Here she is, rubbing her face after I showed her the first picture. “I look so Asian!” Yes, Ma. I believe that is because you are. (I am sure it is not despair at her daughter’s life choices. I am sure it is not that.)
Hmm… I think that many times I have mentioned doing science, and never has it been explained to you. This is an egregious oversight, and I apologize, with full heart and soul. From Alabama to mid-Maine, while I was also walking, eating, sleeping, and writing you, I collected data at 123 different stream sites. This involved carrying 50 glass vials in a cardboard box (sent/swapped out when I got to a post office) and science materials, in addition to yer standard camping equipments; I took loads of measurements (temperature, pressure, etc.) and samples of the air that was dissolved in the water* at each site, and stuck it into my glass vials. For science!!
*Remember how a Coke has a bunch of carbon dioxide dissolved into it, so it fizzes? Well, most water has a bit of air gas dissolved into it, in the same way, but not as fizzy. That air gas is what I took samples of. Using magic, of course.

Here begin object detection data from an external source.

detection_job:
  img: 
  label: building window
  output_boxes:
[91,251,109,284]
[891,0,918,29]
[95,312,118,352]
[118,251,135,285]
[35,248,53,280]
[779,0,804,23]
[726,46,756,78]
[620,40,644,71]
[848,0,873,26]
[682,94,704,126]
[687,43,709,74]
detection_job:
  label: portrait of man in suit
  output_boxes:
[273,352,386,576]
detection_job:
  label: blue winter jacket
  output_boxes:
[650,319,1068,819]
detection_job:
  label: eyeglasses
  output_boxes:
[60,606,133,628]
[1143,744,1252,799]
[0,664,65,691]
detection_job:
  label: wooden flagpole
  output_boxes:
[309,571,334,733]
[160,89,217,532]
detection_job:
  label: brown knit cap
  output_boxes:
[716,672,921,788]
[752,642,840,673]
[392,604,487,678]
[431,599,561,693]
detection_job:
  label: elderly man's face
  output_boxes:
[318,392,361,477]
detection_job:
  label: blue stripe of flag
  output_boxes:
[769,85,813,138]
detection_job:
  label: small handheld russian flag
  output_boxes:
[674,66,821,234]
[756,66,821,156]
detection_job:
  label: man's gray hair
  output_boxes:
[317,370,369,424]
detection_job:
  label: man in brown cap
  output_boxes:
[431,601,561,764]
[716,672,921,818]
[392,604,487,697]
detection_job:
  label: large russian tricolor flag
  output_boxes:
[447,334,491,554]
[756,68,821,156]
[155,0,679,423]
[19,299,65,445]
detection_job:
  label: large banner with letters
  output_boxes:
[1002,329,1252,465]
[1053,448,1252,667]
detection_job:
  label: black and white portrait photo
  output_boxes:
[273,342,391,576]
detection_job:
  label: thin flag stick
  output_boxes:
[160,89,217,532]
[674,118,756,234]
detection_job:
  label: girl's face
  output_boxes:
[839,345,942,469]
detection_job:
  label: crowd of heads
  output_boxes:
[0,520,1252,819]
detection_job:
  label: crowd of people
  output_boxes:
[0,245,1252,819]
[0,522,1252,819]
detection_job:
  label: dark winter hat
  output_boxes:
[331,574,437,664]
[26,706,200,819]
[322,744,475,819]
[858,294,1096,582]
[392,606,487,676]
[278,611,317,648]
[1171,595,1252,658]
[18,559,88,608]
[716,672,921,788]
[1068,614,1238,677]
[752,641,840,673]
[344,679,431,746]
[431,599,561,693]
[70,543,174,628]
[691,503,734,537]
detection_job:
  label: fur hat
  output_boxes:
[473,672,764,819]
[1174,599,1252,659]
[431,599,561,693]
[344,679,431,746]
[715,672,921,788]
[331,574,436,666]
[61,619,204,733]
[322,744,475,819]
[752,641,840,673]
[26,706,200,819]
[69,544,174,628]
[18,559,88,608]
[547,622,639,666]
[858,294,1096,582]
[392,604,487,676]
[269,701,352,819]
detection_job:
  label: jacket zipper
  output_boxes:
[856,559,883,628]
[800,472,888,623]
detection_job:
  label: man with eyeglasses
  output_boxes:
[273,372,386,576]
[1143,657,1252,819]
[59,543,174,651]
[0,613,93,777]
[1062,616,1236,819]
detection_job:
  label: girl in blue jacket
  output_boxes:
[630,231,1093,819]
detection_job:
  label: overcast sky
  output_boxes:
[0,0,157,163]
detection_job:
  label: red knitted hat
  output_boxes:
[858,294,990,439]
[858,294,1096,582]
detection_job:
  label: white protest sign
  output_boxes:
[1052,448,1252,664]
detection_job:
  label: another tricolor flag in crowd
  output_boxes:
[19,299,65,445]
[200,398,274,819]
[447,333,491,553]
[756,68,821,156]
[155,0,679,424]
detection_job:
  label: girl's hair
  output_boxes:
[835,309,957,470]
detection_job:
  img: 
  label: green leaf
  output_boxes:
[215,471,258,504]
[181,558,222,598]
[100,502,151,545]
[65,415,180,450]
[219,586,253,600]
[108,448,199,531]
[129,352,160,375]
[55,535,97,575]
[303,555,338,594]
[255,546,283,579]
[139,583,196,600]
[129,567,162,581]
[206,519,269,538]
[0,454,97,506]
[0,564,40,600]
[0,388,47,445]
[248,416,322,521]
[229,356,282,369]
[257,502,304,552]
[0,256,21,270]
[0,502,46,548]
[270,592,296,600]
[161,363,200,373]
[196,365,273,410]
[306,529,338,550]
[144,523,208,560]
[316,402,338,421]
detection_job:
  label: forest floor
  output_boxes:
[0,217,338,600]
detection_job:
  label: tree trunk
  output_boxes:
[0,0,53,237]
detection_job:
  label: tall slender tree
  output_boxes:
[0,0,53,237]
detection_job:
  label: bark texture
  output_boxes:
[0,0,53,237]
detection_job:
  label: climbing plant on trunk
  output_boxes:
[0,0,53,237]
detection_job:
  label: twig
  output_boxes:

The project I’m collaborating on I got by accidentally emailing a university professor about this hike, and asking if he needed data for anything. “Well,” he says, “Actually we’re studying greenhouse gases in inland waterways, I’d love to get more data.” (What he really ought to have written was probably something along the lines of, who the heck are you and why are you emailing me, but I guess I got lucky.) So when I finished the data gathering, and then eventually walked up to northern Maine, I was delighted to find that GIS lab right where I never expected it, but really needed it for research, in Presque Isle right next to the trail. Now I get to spend another three weeks this year continuing research again, earning money and not sleeping in the cold, because I’ll stop briefly at the lab on my way back north. We look at the amounts of carbon dioxide, methane, and nitrous oxide dissolved in streams, then get to take a look at land use statistics around each area, and see how our activity (agricultural, urban, etc) affects those gas levels.
For more on general labwork, check the lab’s website here.
Anyways, that’s a good bit of what I’ve been working on while I hike with y’all. Happy January!